Passengers sue Boeing Airlines after fatal Southwest flight

MANHATTAN: Eight passengers who were aboard the Southwest Airlines flight that made an emergency landing in Philadelphia after an engine failed have filed a lawsuit against Boeing Co., the airline and engine manufacturers.

The lawsuit, filed Wednesday in the New York Supreme Court in Manhattan, alleges Boeing negligently failed to assure the 737 and engine were reasonably safe and failed to provide adequate warnings and safety instructions.

“Boeing, in its business of designing, developing, manufacturing and selling aircraft, including the component engines, had a duty to assure that its aircraft was reasonably safe for the passengers flying therein, whose safety and lives are at risk,” the passengers’ attorney wrote in the suit.

Boeing declined to comment on pending litigation.
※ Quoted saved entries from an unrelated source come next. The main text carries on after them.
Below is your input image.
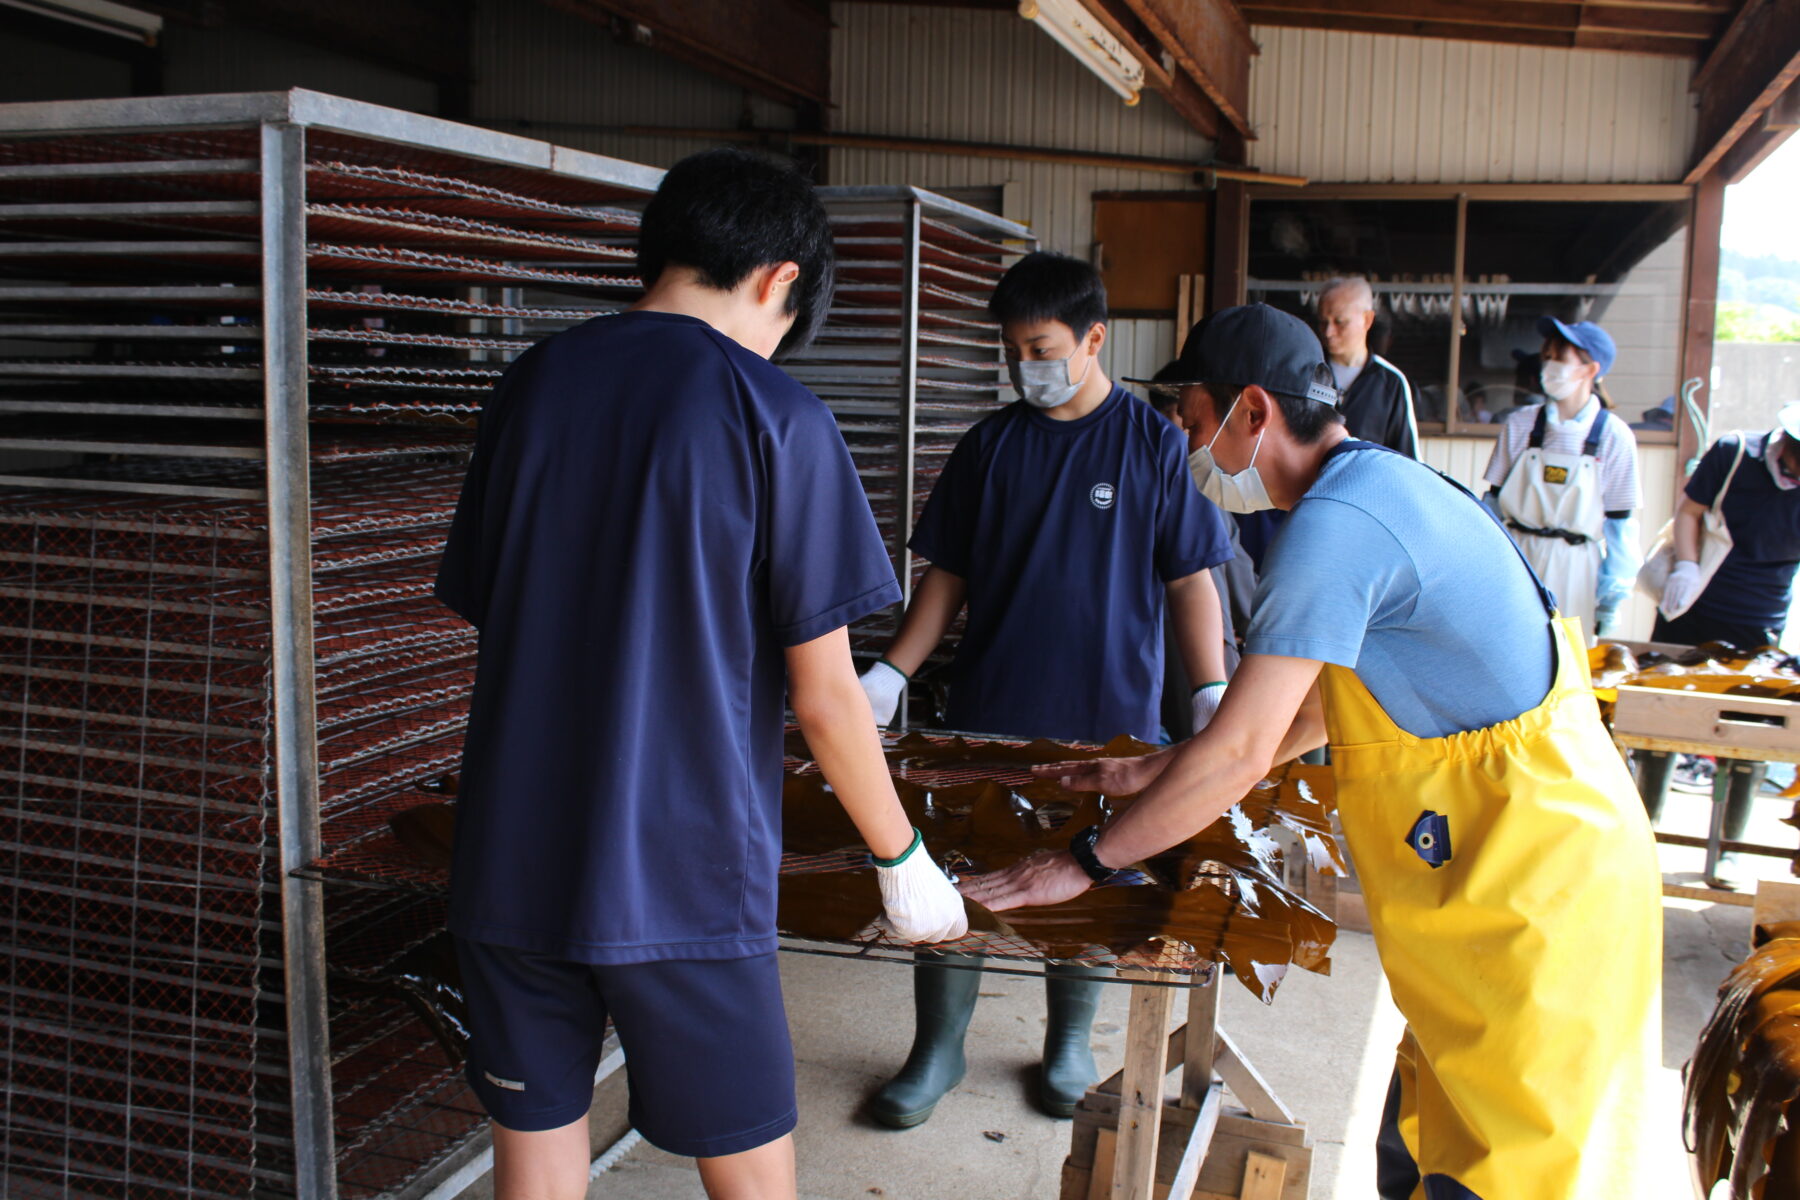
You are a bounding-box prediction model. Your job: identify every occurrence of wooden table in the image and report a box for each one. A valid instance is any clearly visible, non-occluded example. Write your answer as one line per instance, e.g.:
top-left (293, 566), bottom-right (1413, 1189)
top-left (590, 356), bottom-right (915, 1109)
top-left (1611, 679), bottom-right (1800, 902)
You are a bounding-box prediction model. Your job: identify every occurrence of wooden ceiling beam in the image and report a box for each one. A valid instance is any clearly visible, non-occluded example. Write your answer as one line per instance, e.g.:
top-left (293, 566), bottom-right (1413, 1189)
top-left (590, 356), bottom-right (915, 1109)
top-left (1237, 0), bottom-right (1717, 38)
top-left (1686, 0), bottom-right (1800, 181)
top-left (540, 0), bottom-right (831, 107)
top-left (1113, 0), bottom-right (1258, 138)
top-left (1075, 0), bottom-right (1229, 141)
top-left (1239, 8), bottom-right (1708, 54)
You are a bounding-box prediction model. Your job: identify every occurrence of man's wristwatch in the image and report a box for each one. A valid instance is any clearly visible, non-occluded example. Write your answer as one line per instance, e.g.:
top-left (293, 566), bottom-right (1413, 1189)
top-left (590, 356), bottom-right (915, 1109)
top-left (1069, 824), bottom-right (1123, 884)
GE Aviation Systems, Safran USA and CFM International were also named in the lawsuit. The

companies manufactured the engine from which a fan blade detached and caused a catastrophic series of events on Flight 1380 that ultimately resulted in the death of one passenger. She was partially sucked out of a window in the depressurized plane cabin.

The April 17 incident was Southwest Airlines’ first fatal airplane accident. The major concern for Southwest in the lawsuit is the allegation that the carrier “negligently failed to reasonably monitor, inspect, test, service, maintain and repair the aircraft and the engine to keep its aircraft reasonably safe for its passengers and to remove from service aircraft that were not reasonably safe.”

The passengers are seeking damages in an amount to be determined at trial.

Boeing, which has more than 140,000 employees, reported $93.4 billion in 2017 and a record 763 commercial deliveries.